Re: [openstack-dev] [nova] heads up to users of Aggregate[Core|Ram|Disk]Filter: behavior change in >= Ocata

Jay Pipes Thu, 18 Jan 2018 12:50:53 -0800

On 01/18/2018 03:06 PM, Logan V. wrote:

We have used aggregate based scheduler filters since deploying our
cloud in Kilo. This explains the unpredictable scheduling we have seen
since upgrading to Ocata. Before this post, was there some indication
I missed that these filters can no longer be used? Even now reading
the Ocata release notes[1] or checking the filter scheduler docs[2] I
cannot find any indication that AggregateCoreFilter,
AggregateRamFilter, and AggregateDiskFilter are useless in Ocata+. If
I missed something I'd like to know where it is so I can avoid that
mistake again!

We failed to provide a release note about it. :( That's our fault and Iapologize.

Just to make sure I understand correctly, given this list of filters
we used in Newton:
AggregateInstanceExtraSpecsFilter,AggregateNumInstancesFilter,AggregateCoreFilter,AggregateRamFilter,RetryFilter,AvailabilityZoneFilter,RamFilter,ComputeFilter,ComputeCapabilitiesFilter,ImagePropertiesFilter,ServerGroupAntiAffinityFilter,ServerGroupAffinityFilter

I should remove AggregateCoreFilter, AggregateRamFilter, and RamFilter
from the list because they are no longer useful, and replace them with
the appropriate nova.conf settings instead, correct?


Yes, correct.

What about AggregateInstanceExtraSpecsFilter and
AggregateNumInstancesFilter? Do these still work?


Yes.

Best,
-jay

Thanks
Logan

[1] https://docs.openstack.org/releasenotes/nova/ocata.html
[2] https://docs.openstack.org/ocata/config-reference/compute/schedulers.html

On Wed, Jan 17, 2018 at 7:57 AM, Sylvain Bauza <sba...@redhat.com> wrote:



On Wed, Jan 17, 2018 at 2:22 PM, Jay Pipes <jaypi...@gmail.com> wrote:


On 01/16/2018 08:19 PM, Zhenyu Zheng wrote:


Thanks for the info, so it seems we are not going to implement aggregate
overcommit ratio in placement at least in the near future?



As @edleafe alluded to, we will not be adding functionality to the
placement service to associate an overcommit ratio with an aggregate.

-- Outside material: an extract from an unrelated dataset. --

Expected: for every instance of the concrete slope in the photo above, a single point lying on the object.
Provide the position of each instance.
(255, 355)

This
was/is buggy functionality that we do not wish to bring forward into the
placement modeling system.

Reasons the current functionality is poorly architected and buggy
(mentioned in @melwitt's footnote):

1) If a nova-compute service's CONF.cpu_allocation_ratio is different from
the host aggregate's cpu_allocation_ratio metadata value, which value should
be considered by the AggregateCoreFilter filter?

2) If a nova-compute service is associated with multiple host aggregates,
and those aggregates contain different values for their cpu_allocation_ratio
metadata value, which one should be used by the AggregateCoreFilter?

The bottom line for me is that the AggregateCoreFilter has been used as a
crutch to solve a **configuration management problem**.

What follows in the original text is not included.